ECLI:NL:RBROT:2021:10049

Rechtbank Rotterdam

Datum uitspraak
14 oktober 2021
Publicatiedatum
14 oktober 2021
Zaaknummer
9217127 CV EXPL 21-2086
Instantie
Rechtbank Rotterdam
Type
Uitspraak
Rechtsgebied
Civiel recht; Verbintenissenrecht
Procedures
  • Eerste aanleg - enkelvoudig
Vindplaatsen
  • Rechtspraak.nl
AI samenvatting door LexboostAutomatisch gegenereerd

Vordering tot nakoming van betalingsverplichting en schadevergoeding in het kader van een overeenkomst van opdracht

In deze zaak heeft de kantonrechter te Rotterdam op 14 oktober 2021 uitspraak gedaan in een geschil tussen [bedrijf A], h.o.d.n. [bedrijf A], en Crown Security Services B.V. [bedrijf A] vorderde betaling van een totaalbedrag van € 6.388,31, vermeerderd met wettelijke handelsrente en buitengerechtelijke incassokosten, omdat Crown haar betalingsverplichtingen niet was nagekomen.

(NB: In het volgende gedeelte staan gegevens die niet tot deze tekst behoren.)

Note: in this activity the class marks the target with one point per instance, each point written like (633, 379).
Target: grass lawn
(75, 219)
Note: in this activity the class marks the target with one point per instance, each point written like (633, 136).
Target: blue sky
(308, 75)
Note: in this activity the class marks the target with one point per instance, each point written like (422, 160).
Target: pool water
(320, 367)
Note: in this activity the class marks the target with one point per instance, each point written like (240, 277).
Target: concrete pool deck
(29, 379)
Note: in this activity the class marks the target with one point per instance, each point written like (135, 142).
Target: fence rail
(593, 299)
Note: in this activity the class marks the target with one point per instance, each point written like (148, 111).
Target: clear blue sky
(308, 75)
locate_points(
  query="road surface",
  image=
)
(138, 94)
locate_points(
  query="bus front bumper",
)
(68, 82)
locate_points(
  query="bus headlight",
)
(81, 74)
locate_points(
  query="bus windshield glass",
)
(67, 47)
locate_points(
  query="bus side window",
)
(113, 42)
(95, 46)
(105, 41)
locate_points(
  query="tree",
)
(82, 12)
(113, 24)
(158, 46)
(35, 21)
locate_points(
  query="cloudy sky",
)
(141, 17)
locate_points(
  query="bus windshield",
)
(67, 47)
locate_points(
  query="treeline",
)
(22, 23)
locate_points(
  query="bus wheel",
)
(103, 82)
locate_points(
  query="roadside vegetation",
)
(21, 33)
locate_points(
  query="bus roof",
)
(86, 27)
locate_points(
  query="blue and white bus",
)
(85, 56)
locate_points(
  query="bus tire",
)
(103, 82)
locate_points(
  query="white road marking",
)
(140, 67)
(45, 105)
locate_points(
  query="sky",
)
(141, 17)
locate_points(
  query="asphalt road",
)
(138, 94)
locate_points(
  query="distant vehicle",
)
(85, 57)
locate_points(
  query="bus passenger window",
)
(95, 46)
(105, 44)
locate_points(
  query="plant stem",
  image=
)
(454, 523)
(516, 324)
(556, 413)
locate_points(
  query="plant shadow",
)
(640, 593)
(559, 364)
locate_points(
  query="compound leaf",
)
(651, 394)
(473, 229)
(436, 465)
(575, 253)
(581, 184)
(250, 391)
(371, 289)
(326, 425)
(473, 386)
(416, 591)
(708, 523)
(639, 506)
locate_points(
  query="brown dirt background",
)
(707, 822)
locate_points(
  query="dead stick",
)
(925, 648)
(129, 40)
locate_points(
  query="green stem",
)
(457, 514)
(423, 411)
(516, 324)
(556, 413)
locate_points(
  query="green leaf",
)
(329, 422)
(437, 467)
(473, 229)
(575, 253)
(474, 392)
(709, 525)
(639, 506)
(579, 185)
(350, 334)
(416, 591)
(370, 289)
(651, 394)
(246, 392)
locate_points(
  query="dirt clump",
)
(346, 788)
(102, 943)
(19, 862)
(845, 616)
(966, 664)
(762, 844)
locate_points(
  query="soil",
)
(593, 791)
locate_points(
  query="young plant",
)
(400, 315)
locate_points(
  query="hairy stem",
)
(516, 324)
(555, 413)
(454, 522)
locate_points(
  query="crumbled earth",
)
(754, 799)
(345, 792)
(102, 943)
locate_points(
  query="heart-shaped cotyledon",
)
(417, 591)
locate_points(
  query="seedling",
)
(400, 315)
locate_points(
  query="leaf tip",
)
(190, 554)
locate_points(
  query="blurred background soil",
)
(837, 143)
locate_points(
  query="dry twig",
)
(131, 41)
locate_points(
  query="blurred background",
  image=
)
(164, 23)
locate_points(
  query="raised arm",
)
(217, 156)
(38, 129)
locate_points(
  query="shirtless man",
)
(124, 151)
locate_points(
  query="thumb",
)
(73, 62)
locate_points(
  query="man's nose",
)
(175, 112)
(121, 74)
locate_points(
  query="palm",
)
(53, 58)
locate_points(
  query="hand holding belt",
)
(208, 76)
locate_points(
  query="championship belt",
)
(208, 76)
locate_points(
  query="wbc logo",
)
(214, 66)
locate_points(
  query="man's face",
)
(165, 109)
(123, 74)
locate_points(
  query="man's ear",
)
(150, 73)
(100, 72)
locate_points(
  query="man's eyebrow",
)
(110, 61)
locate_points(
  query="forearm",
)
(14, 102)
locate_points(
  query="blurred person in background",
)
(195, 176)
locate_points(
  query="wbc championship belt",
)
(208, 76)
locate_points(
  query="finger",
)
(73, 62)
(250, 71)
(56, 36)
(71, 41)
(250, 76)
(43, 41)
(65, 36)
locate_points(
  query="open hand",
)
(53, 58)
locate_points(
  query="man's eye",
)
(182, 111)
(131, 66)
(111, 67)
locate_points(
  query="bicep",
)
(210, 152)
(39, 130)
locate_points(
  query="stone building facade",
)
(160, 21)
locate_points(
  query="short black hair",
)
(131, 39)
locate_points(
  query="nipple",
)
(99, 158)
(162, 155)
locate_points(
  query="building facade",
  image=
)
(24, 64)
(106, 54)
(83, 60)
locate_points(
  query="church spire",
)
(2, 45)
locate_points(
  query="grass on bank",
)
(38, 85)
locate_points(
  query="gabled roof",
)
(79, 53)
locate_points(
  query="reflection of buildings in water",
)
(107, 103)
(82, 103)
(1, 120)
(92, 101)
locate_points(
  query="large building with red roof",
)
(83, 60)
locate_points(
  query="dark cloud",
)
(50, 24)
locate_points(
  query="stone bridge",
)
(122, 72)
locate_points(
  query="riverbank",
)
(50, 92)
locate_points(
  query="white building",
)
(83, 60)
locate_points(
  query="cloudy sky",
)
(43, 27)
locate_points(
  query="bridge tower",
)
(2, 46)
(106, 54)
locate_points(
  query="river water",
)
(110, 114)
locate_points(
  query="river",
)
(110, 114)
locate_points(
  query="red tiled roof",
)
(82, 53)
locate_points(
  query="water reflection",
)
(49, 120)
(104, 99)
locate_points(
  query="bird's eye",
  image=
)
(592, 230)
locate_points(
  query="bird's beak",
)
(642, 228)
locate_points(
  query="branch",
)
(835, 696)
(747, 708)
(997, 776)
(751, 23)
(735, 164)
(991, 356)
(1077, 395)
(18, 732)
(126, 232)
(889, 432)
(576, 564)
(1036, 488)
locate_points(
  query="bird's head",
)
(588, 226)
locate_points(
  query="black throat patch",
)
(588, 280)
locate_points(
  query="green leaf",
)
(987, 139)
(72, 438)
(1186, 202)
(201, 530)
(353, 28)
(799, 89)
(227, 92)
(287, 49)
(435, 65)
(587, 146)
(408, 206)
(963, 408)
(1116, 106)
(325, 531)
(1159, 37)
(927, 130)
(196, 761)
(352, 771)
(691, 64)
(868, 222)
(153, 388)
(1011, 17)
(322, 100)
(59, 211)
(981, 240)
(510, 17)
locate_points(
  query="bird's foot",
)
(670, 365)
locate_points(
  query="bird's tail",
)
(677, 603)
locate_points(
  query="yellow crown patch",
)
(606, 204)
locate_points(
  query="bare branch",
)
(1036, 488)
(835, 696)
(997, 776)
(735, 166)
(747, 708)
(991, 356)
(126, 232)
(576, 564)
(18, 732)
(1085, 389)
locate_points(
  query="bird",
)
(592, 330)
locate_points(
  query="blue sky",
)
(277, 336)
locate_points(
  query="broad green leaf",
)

Crown had een overeenkomst van opdracht gesloten met [bedrijf A] voor beveiligingswerkzaamheden, maar had de facturen niet betaald. Crown voerde als verweer aan dat zij niet verplicht was te betalen omdat er een aanvullende afspraak was gemaakt over de betaling via een G-rekening, waarvan [bedrijf A] de gegevens niet had verstrekt. De kantonrechter oordeelde dat de aanvullende afspraak niet was vast komen te staan, omdat Crown haar stelling niet voldoende had onderbouwd. De vordering van [bedrijf A] werd toegewezen, inclusief de gevorderde rente en incassokosten.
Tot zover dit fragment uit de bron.